Lord Saville, de voormalige rechter van het Hooggerechtshof die het Bloody Sunday-onderzoek voorzat, vertelde Times Radio dat vervolgingen “zeker denkbaar” waren, terwijl de voormalige directeur van openbare vervolgingen, Max Hill KC, tegen de zender zei dat hij niet kon zeggen of vervolgingen haalbaar waren. maar dat het strafrecht “antwoorden zou kunnen geven… zelfs tientallen jaren na de gebeurtenis”.

Claxton zei dat hoewel het moeilijker was om misdaden te vervolgen nadat er lange tijd was verstreken omdat er misschien minder bewijsmateriaal was, dat dit misschien minder een probleem zou kunnen zijn in het besmette bloedschandaal omdat er ‘veel was waar de onderzoeksvoorzitter op kon vertrouwen en die hij kon verzamelen’. als bewijs”.

In de gevallen van de overledenen waren de bevindingen van het onderzoek te laat voor vervolging.

Na de publicatie van het rapport zei Jason Evans, die de Factor 8-campagne oprichtte en vier jaar oud was toen zijn vader stierf nadat hij bloed had gekregen dat besmet was met HIV en hepatitis C, genaamd Prof. Arthur Bloom, die leiding gaf aan het hemofiliecentrum in Cardiff, en dr. Charles Rizza, directeur van het hemofiliereferentiecentrum in Oxford, bekritiseerden als medische experts in het rapport degenen die niet voor de rechter konden worden gebracht omdat ze stierven.

Langstaff zei dat het “verbazingwekkend” en “doorgrondelijk” was dat Bloom het risico van commerciële bloedproducten voor de behandeling van hemofiliepatiënten tot een minimum wist te beperken, zelfs nadat een van zijn patiënten in Cardiff aids had opgelopen. Hij bekritiseerde ook een gezamenlijke brief die Rizza en Bloom naar de directeuren van hemofiliecentra stuurden, waarin Langstaff zei dat hij “suggereerde de behandeling voort te zetten zoals voorheen, ondanks de risico’s van AIDS naast hepatitis.”

sla de nieuwsbriefpromotie over

Vanwege de enorme omvang en complexiteit van het strafrechtelijk onderzoek naar het schandaal rond besmet bloed, is een optie dat de politie een nationale operatie opricht om onderzoeken te coördineren en te ondersteunen.

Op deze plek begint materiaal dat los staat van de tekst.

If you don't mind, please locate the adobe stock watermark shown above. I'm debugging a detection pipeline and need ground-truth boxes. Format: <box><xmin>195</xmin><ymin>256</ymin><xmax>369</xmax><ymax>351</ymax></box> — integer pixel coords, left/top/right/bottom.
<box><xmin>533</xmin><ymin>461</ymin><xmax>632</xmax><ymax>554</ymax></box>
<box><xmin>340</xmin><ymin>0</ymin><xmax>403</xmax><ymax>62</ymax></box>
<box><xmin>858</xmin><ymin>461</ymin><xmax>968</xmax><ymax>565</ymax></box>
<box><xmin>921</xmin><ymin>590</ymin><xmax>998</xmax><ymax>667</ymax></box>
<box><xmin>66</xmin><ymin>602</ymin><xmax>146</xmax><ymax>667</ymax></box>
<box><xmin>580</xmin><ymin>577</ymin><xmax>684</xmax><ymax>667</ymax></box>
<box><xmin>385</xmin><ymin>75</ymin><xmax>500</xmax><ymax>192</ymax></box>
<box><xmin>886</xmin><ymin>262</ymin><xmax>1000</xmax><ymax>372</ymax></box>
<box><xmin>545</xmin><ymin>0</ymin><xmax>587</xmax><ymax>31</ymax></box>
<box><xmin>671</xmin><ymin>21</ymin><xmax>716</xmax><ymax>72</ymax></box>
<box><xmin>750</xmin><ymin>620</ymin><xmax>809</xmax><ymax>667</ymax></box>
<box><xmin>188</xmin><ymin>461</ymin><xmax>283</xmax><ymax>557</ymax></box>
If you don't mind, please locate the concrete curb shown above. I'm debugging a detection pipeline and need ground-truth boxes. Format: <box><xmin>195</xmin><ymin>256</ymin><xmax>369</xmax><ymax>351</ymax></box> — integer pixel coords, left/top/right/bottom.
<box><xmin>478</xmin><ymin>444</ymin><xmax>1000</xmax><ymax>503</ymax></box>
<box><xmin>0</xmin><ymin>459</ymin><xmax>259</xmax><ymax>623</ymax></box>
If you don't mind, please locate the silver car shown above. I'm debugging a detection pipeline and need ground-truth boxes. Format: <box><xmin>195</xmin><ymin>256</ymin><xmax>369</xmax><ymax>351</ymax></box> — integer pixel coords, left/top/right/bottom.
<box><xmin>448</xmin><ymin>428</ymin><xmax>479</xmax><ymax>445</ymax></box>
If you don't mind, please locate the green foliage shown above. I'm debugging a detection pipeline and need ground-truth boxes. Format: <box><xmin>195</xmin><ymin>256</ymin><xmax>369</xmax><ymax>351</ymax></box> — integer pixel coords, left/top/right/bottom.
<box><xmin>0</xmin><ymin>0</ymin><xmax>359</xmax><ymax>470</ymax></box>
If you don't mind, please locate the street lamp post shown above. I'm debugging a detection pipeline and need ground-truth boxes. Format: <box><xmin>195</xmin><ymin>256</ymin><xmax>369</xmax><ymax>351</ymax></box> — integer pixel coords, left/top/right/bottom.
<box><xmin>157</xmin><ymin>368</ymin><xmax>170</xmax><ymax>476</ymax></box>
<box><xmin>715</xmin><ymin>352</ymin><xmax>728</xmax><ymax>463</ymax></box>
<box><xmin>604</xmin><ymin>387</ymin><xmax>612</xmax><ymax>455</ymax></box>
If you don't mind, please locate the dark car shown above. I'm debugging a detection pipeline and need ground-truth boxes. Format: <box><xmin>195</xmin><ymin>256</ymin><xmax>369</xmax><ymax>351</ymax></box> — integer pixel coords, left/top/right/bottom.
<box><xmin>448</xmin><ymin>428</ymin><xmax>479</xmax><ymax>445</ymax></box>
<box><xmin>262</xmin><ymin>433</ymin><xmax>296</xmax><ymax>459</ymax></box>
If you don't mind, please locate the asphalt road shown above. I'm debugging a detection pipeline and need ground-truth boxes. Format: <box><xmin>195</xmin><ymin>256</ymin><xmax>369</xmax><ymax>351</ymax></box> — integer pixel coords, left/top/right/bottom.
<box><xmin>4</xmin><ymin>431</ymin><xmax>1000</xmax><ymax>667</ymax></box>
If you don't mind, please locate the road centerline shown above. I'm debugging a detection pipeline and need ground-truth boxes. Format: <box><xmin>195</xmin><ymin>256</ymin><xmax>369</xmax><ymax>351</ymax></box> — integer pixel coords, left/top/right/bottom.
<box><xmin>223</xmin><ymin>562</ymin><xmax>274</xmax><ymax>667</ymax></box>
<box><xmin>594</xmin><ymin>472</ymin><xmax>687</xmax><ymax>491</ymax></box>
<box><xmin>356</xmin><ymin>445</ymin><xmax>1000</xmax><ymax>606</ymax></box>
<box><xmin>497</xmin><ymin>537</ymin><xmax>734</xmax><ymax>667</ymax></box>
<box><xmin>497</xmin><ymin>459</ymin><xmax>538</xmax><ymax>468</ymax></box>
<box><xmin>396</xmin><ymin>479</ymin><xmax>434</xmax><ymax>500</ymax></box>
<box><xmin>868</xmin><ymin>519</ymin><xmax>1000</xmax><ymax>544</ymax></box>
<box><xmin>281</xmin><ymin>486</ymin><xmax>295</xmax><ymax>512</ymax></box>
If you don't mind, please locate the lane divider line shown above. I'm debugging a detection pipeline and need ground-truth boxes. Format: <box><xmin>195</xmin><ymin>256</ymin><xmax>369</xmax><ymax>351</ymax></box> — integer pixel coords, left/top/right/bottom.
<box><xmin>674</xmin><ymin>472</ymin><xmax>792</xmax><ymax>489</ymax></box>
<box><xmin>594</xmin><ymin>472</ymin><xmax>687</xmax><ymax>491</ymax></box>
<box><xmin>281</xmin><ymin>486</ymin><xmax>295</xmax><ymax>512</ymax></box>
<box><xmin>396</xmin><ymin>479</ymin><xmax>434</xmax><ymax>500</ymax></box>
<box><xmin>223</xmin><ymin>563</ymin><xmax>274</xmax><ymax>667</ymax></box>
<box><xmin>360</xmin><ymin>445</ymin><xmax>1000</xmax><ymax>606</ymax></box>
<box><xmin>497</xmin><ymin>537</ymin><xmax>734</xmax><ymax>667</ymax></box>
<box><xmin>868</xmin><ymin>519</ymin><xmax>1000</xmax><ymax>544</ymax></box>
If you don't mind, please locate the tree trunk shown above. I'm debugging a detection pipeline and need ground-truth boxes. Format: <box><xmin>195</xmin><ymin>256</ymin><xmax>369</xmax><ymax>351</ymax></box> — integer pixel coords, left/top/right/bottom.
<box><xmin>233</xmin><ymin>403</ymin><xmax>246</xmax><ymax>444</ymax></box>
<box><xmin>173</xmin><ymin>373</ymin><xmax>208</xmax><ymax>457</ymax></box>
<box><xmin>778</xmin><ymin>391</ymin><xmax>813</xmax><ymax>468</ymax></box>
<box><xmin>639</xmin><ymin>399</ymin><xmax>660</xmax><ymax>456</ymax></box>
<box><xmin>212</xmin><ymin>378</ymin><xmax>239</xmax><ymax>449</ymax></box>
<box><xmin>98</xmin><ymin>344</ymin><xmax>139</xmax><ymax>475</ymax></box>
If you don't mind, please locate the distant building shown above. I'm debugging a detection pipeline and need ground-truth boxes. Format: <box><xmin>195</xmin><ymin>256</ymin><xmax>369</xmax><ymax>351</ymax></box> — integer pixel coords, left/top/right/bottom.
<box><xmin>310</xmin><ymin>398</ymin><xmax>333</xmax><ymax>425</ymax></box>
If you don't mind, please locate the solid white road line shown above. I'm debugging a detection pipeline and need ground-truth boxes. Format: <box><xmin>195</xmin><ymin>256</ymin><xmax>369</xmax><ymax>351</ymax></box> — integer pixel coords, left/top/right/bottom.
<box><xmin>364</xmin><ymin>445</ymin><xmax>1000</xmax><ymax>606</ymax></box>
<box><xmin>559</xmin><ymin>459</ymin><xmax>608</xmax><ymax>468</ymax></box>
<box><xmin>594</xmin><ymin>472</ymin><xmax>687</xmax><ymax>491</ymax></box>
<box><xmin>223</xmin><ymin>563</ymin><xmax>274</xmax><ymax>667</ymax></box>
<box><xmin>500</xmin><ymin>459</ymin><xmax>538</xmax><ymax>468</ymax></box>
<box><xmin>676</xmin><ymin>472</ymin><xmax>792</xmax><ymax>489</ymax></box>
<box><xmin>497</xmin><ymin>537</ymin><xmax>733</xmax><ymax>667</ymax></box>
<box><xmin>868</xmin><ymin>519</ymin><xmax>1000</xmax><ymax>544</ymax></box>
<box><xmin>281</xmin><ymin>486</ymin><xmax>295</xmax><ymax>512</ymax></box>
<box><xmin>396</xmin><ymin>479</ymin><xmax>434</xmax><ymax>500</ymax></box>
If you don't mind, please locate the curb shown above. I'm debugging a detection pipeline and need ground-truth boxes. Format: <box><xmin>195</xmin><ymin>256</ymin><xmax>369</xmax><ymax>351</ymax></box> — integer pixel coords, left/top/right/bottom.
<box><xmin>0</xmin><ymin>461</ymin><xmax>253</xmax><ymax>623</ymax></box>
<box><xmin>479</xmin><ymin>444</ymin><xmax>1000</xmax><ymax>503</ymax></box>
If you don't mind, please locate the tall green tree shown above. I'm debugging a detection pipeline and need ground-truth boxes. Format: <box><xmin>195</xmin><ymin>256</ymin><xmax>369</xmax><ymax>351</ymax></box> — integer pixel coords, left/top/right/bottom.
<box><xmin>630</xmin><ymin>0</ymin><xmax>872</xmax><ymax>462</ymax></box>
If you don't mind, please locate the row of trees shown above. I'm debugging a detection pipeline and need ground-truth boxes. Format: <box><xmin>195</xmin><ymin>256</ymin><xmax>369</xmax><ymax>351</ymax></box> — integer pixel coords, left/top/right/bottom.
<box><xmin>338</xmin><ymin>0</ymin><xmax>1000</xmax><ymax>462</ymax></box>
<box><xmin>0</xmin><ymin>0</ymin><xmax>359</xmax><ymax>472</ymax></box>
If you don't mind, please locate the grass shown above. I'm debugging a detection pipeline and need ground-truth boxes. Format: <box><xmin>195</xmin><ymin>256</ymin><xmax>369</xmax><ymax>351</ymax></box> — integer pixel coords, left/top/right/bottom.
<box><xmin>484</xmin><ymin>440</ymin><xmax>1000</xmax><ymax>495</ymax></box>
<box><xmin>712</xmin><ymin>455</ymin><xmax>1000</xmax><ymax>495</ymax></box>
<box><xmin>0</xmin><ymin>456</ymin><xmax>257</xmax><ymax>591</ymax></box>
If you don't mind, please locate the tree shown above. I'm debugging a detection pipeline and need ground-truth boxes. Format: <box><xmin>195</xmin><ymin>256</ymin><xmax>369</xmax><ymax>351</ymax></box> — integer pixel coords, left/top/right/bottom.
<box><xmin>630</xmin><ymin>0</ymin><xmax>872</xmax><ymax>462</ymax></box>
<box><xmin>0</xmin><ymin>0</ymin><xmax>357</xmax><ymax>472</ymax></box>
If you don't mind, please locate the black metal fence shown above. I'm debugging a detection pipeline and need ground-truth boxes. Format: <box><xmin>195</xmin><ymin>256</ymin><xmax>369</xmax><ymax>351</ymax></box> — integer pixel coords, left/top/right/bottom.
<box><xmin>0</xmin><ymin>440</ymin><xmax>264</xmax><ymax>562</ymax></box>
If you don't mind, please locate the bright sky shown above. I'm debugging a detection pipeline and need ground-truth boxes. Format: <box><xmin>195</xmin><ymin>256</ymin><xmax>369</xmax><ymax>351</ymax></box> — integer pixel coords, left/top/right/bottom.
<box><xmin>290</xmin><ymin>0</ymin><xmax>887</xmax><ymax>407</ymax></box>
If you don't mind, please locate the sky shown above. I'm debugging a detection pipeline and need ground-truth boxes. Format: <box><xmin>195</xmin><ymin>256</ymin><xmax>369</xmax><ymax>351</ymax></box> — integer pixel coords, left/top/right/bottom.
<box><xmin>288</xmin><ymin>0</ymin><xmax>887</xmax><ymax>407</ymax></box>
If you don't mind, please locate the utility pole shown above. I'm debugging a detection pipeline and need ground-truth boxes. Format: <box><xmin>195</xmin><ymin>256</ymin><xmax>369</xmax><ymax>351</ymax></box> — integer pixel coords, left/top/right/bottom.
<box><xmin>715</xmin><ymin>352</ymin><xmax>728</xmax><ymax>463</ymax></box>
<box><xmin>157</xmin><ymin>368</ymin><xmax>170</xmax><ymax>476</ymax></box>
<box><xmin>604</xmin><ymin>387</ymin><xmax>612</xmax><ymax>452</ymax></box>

De bron zei dat er geen onmiddellijke beslissingen over het politieonderzoek naar de tragedie werden verwacht. Er wordt ook aangenomen dat geen enkele politiemacht, van de 43 gebieden die Engeland en Wales bestrijken, een eigen strafrechtelijk onderzoek is gestart.

Clive Smith, een strafrechtadvocaat en voorzitter van de Haemophilia Society, was sceptisch of er aanklachten zouden worden ingediend in verband met het aanvankelijk mislukken van de behandeling of een doofpotoperatie, maar zei dat het belangrijk was dat dit wel het geval was.

“Ik denk dat het bewijsmateriaal moet worden beoordeeld en bekeken en als er bewijsmateriaal is, moeten mensen worden vervolgd, omdat dit rapport helaas naar buiten is gekomen en ik betwijfel of er veel – of helemaal geen – mensen thuis zijn die denken dat ze dat gaan doen. krijg een klop op de deur van de politie. Ik vrees dat totdat mensen zich oprecht zorgen maken over de gevolgen ervan, we niet het soort institutionele verandering zullen zien dat Sir Brian aanbeveelde.”